Doch wie passt nun die Feuerwehr in dieses geschehen? Obwohl die zur Bergung herangezogenen Einsatzkräfte äußerst gut und umfangreich ausgebildet waren, zeigte sich rasch, dass kaum jemand über ausreichend Erfahrung für Einsätze auf Binnenschiffen verfügt. Wie verschafft man sich überhaupt Zugang? Ein Loch bohren oder schneiden führt zu unkontrolliertem Wassereinbruch. Wie ist so ein 150 Meter langes Frachtschiff überhaupt beschaffen? Welche Gefahrgüter sind geladen? Wie bedient man Luken und Schleusen? Wie orientiert man sich unter Wasser, wenn alles auf dem Kopf steht, es kein Licht gibt und die Sicht aufgrund des Qualmes gleich Null ist?
Die Liste der Fragen wurde rasch so lange, dass sowohl bei Einsatzorganisationen als auch bei der Politik Handlungsbedarf erkannt wurde; zumal am Rhein nicht nur Güter transportiert werden, sondern auch zahlreiche Passagierschiffe mit bis zu 400 Personen unterwegs sind. Im Gegensatz zu Hochsee-Schiffen müssen diese keine Rettungsboote mitführen. Strategen erkannten somit auch den Bedarf, Rettungskräfte speziell für diese Anforderungen auszubilden. Ein Feuerwehrmann, der zwar über Erfahrungen bei Autounfällen oder Häuserbränden verfügt, stößt bei der Aufgabe, Personen aus einem Schiff bei einer jährlichen Durchschnittstemperatur des Rhein von 6 Grad Celsius zu retten, nämlich rasch an seine fachlichen und körperlichen Grenzen. Die Frage lautete von nun an: „Wer kann einen Brand auf einem Binnenschiff bekämpfen bzw. Rettungseinsätze dort durchführen?“
Die ursprüngliche Idee, ein auf dem Festland fest installiertes Schulungszentrum aufzubauen, wurde aufgrund mehrerer Bedenken und Einsprüche wieder verworfen. So entschloss man sich, die Mobile Übungsanlage Binnengewässer (MÜB) als modernes Ausbildungszentrum zu errichten, wodurch die zukünftigen Trainingsanforderungen wesentlich besser erfüllt werden konnten. Da man vorwiegend mit Chemie- bzw. Gefahrenguttransport am Rhein konfrontiert ist, fiel die Entscheidung sehr rasch, ein ausrangiertes Tankschiff umzubauen. Zu den EUR 180.000,- Anschaffung für den Tanker kamen noch beachtliche EUR 4 Mio. für den Spezialumbau auf einer Fläche von 1.500 m2. Die benötigten Mittel kamen zu 52 % aus der EU, da es sich bei der MÜB um ein länderübergreifendes EU-Projekt handelt, sowie von öffentlicher Hand. Ein Stillstand der Schifffahrt am Rhein – wie beim Unglück 2011 – führt täglich zu einem Verlust von einem zweistelligen Millionenbetrag. Somit sind die anscheinend hohen Anschaffungskosten in Relation zur Schadensbegrenzung schon fast vernachlässigbar. Dabei steht die MÜB Feuerwehren nicht nur zur Verfügung, um schiffs- und wasserspezifische Übungen zu trainieren, sondern auch um grundlegende Feuerwehrtätigkeiten zu üben.

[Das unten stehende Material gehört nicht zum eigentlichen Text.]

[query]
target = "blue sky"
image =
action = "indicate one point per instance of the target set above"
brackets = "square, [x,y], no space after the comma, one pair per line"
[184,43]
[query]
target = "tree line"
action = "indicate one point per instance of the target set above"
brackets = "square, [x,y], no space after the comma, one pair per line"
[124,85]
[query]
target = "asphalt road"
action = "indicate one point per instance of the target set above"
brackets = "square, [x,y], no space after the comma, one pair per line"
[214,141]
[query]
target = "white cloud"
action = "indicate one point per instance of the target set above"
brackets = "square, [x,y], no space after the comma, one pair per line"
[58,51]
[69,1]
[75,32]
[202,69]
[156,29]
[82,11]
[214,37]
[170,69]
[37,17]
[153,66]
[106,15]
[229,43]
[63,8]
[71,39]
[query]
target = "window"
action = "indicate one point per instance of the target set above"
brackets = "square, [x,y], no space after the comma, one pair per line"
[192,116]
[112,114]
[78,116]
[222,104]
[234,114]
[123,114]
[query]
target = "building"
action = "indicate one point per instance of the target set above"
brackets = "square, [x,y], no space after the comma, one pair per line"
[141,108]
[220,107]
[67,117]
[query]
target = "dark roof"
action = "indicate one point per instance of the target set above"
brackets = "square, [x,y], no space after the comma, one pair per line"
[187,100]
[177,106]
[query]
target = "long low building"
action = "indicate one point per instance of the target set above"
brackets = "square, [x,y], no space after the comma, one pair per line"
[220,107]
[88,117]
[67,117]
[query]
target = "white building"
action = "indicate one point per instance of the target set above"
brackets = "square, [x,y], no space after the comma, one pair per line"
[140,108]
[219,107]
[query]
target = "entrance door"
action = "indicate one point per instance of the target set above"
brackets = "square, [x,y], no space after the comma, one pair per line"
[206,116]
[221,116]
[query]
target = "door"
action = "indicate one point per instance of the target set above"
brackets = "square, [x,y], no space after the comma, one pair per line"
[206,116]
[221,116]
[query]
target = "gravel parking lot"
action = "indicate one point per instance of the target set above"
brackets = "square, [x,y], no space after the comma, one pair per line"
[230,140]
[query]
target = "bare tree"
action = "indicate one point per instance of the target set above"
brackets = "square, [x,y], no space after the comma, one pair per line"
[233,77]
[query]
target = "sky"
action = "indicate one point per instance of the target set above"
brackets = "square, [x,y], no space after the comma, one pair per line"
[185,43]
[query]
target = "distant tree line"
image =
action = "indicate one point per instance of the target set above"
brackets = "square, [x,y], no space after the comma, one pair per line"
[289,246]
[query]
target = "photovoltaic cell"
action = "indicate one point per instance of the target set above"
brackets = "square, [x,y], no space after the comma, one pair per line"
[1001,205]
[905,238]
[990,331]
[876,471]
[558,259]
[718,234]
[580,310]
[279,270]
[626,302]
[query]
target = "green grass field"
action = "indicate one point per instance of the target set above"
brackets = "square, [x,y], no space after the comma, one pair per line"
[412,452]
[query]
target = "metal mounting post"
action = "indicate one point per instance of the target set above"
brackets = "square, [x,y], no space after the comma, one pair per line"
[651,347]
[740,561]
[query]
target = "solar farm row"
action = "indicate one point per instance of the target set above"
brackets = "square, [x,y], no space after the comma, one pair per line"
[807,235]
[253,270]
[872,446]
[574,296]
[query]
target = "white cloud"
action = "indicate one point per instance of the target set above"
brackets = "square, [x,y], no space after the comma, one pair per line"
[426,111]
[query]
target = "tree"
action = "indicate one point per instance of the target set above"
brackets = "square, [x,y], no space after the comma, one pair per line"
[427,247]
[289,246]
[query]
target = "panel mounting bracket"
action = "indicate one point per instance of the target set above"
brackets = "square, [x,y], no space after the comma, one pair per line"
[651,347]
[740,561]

Hierfür stehen eine Atemschutz-Übungsanlage nach Norm sowie eine gasbetriebene Brandsimulationsanlage zur Verfügung. Ladungsbergung aus dem Seecontainer, Eindämmen, Auffangen und Umpumpen oder Retten aus Tiefen kann auf der Anlage geübt werden. So verfügt die Regina Rheni – so der Name des Übungsschiffes – über 9 wesentliche Ausbildungsbereiche: Atemschutz-Übungsanlage; Übungsbecken „Person über Bord“; Leckage-Abwehr; Instabiler Seecontainer; Rohrleckage Tankmotorschiff; Menschenrettung aus Schüttgutfrachtraum; Brandsimulation mit Gas betrieben; Ausbringung von Ölsperren sowie Auf- und Absteigen mit Ausrüstung auf ein Schiff.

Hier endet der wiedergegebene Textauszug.